As can be gathered from the stamp, Captain Cook set out on HMS Endeavor in 1768. The ship had been bought second hand to serve as a scientific vessel having been designed as a collier, a coal transport ship. Cook’s mission was to find the then hypothetical continent of terra Australis, Latin for south land. The area had been hypothesized as far back as Aristotle. The theory was that if the planet Earth was in balance with all the land mass near the North Pole, there must be a similar land mass near the South Pole. They were not talking about what is now known as Australia, it was known and referred to as New Holland. The idea to rename New Holland Australia came later from British Explorer Matthew Flinders proposed the renaming of New Holland as Australia. In doing so he was proposing giving up on the mythic 6th continent. Antarctica, the real terra Australis was spotted a few years later.

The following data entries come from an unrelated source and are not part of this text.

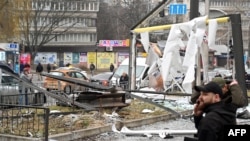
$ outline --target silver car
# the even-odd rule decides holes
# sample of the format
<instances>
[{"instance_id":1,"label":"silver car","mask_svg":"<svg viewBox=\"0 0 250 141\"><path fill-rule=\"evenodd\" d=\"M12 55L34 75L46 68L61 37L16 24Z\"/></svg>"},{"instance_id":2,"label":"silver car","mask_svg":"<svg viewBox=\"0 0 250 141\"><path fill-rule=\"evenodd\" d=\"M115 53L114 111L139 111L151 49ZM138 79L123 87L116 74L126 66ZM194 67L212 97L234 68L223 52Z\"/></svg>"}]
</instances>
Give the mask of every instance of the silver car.
<instances>
[{"instance_id":1,"label":"silver car","mask_svg":"<svg viewBox=\"0 0 250 141\"><path fill-rule=\"evenodd\" d=\"M2 73L2 79L0 84L0 102L4 104L18 104L18 94L18 80L10 75Z\"/></svg>"}]
</instances>

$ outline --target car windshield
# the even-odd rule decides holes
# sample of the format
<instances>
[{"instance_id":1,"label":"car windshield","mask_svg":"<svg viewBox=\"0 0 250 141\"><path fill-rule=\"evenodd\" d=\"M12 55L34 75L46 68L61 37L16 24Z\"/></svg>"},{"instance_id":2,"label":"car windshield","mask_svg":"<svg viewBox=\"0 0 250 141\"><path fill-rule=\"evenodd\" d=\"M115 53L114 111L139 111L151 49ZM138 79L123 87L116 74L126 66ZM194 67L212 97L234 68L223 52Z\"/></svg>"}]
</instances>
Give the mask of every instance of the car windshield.
<instances>
[{"instance_id":1,"label":"car windshield","mask_svg":"<svg viewBox=\"0 0 250 141\"><path fill-rule=\"evenodd\" d=\"M136 78L140 77L144 70L145 66L136 66ZM115 71L115 75L121 76L123 72L128 74L128 66L127 65L120 65L118 69Z\"/></svg>"},{"instance_id":2,"label":"car windshield","mask_svg":"<svg viewBox=\"0 0 250 141\"><path fill-rule=\"evenodd\" d=\"M58 72L58 71L52 71L50 72L51 75L55 75L55 76L64 76L64 74L62 72Z\"/></svg>"},{"instance_id":3,"label":"car windshield","mask_svg":"<svg viewBox=\"0 0 250 141\"><path fill-rule=\"evenodd\" d=\"M17 84L18 83L18 80L15 79L14 77L12 76L9 76L9 75L3 75L2 76L2 83L3 84Z\"/></svg>"},{"instance_id":4,"label":"car windshield","mask_svg":"<svg viewBox=\"0 0 250 141\"><path fill-rule=\"evenodd\" d=\"M112 75L112 73L97 74L97 75L93 76L92 79L105 79L105 80L109 80L109 78L110 78L111 75Z\"/></svg>"}]
</instances>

The voyage was the first to map the east coast of Australia and discovered New Zealand. HMS Endeavor had first restocked in Tahiti and took on Tupaia, a priest and star mapper from the Society Islands. He  brought native knowledge of distances between islands, spoke Maori and knew names of native chiefs. Interestingly the discoveries were not at first claimed for Great Britain. This was revised mid journey when Captain Cook learned that French explorer Louis de Bougainville was also exploring the Pacific at the same time and making claims for France. Cooks first journey of discovery was cut short when much of his crew, including Tupaia, died in Batavia of malaria. Batavia is modern day Jakarta, Indonesia. The journey did not make it far enough south to spot Terra Australis/Antartica.

In their lifetimes, Captain Cook had a much worse fate then French Captain de Bougainville. After both had distinguished service on opposite sides during the American Revolutionary war, de Bougainville had a long retirement in France where Napoleon made him a Count.  Cook had worse luck. He failed to find a northwest passage around North America he was looking for and then while passing through Hawaii again on the way back, he was murdered, disemboweled, baked to remove skin, and some say, partialy eaten. One too many bites at the apple of discovery?

The HMS Endeavor also came to a sad end. After again being on Captain Cook’s second journey, the ship changed hands and was employed as a cargo ship based out of the Falkland Islands. It was later lost when supporting a British naval blockade during the American Revolutionary War off Rhode Island. In 2018, undersea explorers  claim to have found the wreck.